ストレス発散のために水墨画で描く妖怪達

今年の夏は本当に参ってしまった。遂にやる気迄失せてしまった。何とか気持ちだけでも立て直さなくてはと思って墨絵を描く。

夏目漱石は、鬱になると墨絵を描いという。何という事のない風景画であるが、本人にとってはかなりの特効薬であったらしい。

箔ばかりを使っていると体力がなくなると、気分的に疲れてくる。その点、墨の世界は疲れをいやしてくれる。白と黒の世界は気持ちが楽である。

怒りにも似たこの気持ち。思うように体が動かない。

画用紙に薄墨で、適当に描いて、その中から濃くする部分にこう墨をたらしてにじむに任せて後は乾かすだけである。

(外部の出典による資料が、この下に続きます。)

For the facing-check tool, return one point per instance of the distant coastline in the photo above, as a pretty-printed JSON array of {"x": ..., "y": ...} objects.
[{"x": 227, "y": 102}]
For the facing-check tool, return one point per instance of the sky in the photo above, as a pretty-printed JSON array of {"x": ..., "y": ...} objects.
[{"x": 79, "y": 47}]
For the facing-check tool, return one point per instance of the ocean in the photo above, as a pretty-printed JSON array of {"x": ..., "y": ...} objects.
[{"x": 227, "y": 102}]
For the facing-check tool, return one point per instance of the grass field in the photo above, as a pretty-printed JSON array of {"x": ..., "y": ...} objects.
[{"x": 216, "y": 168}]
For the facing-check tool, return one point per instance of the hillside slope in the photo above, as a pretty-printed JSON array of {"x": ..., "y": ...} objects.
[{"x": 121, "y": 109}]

困ったなあという顔が気に入った。今の私の気持ち。

これだけは横向きなので、本人以外、一体どう見れば妖怪に見えるのかは、分かりにくいが、本人にさえ解ればいいので気にしない。いくら医者に通っても原因が分からない。医者をけってやりたい。

一番最後に描いたこの子が、一番のお気に入り。妖怪というよりは天使に近いかな。

あきらめに似た今の気持ちがよく表われている。肩の力を抜いてぼーっとしていたい。全速力で駆け抜けた我が人生。この辺でひと休み。